Replacing a Keras layer in a pretrained model with another layer

Question

I am using Keras with Tensorflow version 2.7 as backend. I am referring to the stackoverflow post at Removing then Inserting a New Middle Layer in a Keras Model. I aim to instantiate an Imagenet-pretrained VGG16 model and replace every MaxPooling2D layer by the AveragePooling2D layer:

import os
from tensorflow import keras
from tensorflow.keras import backend as K
from tensorflow.keras.layers import *
from tensorflow.keras import applications
from tensorflow.keras.models import Model
model_input = (224,224,3)
model = applications.VGG16(include_top=False,
                           weights='imagenet',
                           input_shape=model_input)
model.summary()

for layer in tuple(model.layers):
    layer_type = type(layer).__name__
    if layer.__name__ == 'MaxPooling2D':
        pool_name = layer.name + "_averagepooling2d"
        pool = AveragePooling2D() if layer_type == "MaxPooling2D" else pool(name=pool_name)
        model.add(pool)        

model.summary()

I get the following error:

  File "C:\Users\AppData\Local\Temp\2/ipykernel_26864/1200445239.py", line 15, in <module>
    if layer.__name__ == 'MaxPooling2D':

AttributeError: 'InputLayer' object has no attribute '__name__'

Also, I am not sure if this is the right way to replace the MaxPooling layers with the AveragePooling layer in all types of pretrained models including those with skip connections and dense blocks.

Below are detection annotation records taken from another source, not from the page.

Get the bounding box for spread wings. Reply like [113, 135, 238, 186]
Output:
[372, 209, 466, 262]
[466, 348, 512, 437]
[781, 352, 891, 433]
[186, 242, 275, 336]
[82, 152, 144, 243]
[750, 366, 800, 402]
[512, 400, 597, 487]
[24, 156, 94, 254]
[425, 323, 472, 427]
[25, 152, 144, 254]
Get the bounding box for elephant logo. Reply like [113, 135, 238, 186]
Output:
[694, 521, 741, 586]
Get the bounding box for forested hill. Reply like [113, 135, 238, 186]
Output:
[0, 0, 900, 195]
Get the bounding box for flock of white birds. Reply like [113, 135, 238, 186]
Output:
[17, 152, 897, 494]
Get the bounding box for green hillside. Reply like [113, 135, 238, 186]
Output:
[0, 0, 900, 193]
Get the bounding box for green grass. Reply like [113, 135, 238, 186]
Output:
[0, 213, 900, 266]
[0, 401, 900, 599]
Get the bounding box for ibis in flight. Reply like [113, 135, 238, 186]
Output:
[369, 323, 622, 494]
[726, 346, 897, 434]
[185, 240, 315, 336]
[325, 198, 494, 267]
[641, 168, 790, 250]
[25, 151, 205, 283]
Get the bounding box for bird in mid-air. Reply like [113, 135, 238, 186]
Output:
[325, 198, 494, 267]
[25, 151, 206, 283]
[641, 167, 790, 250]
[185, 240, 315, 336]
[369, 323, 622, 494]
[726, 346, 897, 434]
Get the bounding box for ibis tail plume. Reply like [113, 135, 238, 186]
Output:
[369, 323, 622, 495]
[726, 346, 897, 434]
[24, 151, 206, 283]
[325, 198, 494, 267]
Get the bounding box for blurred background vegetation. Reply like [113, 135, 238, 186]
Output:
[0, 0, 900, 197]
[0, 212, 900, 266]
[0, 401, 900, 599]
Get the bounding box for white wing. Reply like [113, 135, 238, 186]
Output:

Requesting code correction in this regard.

Take a look at https://stackoverflow.com/a/45309508/15239951 — Corralien, Jan 22 '23 at 15:25

learner · Accepted Answer · 2023-01-22T18:06:30.040

Here is one of the approaches to accomplish that:

Original vgg16

import tensorflow as tf
vgg=tf.keras.applications.vgg16.VGG16(
    include_top=True,
    weights='imagenet',
    input_tensor=None,
    input_shape=None,
    pooling=None,
    classes=1000,
    classifier_activation='softmax'
)
vgg.summary()

Output:

Modified vgg16

#One of the following two:
#model_input=vgg.input
model_input=tf.keras.Input(shape=(224, 224, 3,))

x=model_input
for layer in vgg.layers[1:]:
    if isinstance(layer, tf.keras.layers.MaxPooling2D):
        kwargs=layer.get_config()
        x=tf.keras.layers.AveragePooling2D(**kwargs)(x)
    else:
        x=layer(x)
model=tf.keras.Model(inputs=model_input, outputs=x, name="vgg_avg")
model.summary()

Output:

Notes

By replacing the MaxPooling2D layers with their AveragePooling2D counterparts, the originally-optimized weights may not be optimal anymore. So, some level of tuning (with small learning rate) might be needed.

score 0 · Answer 2 · answered Jan 22 '23 at 16:15

Keras offers to define a customized model, in which it allows one to customize the layers according to their requirements Keras Custom Model. Though vgg16 model has an argument to define the pooling type, it is only global (i.e., applicable only to the output of last convolution block of the model) Keras Vgg16.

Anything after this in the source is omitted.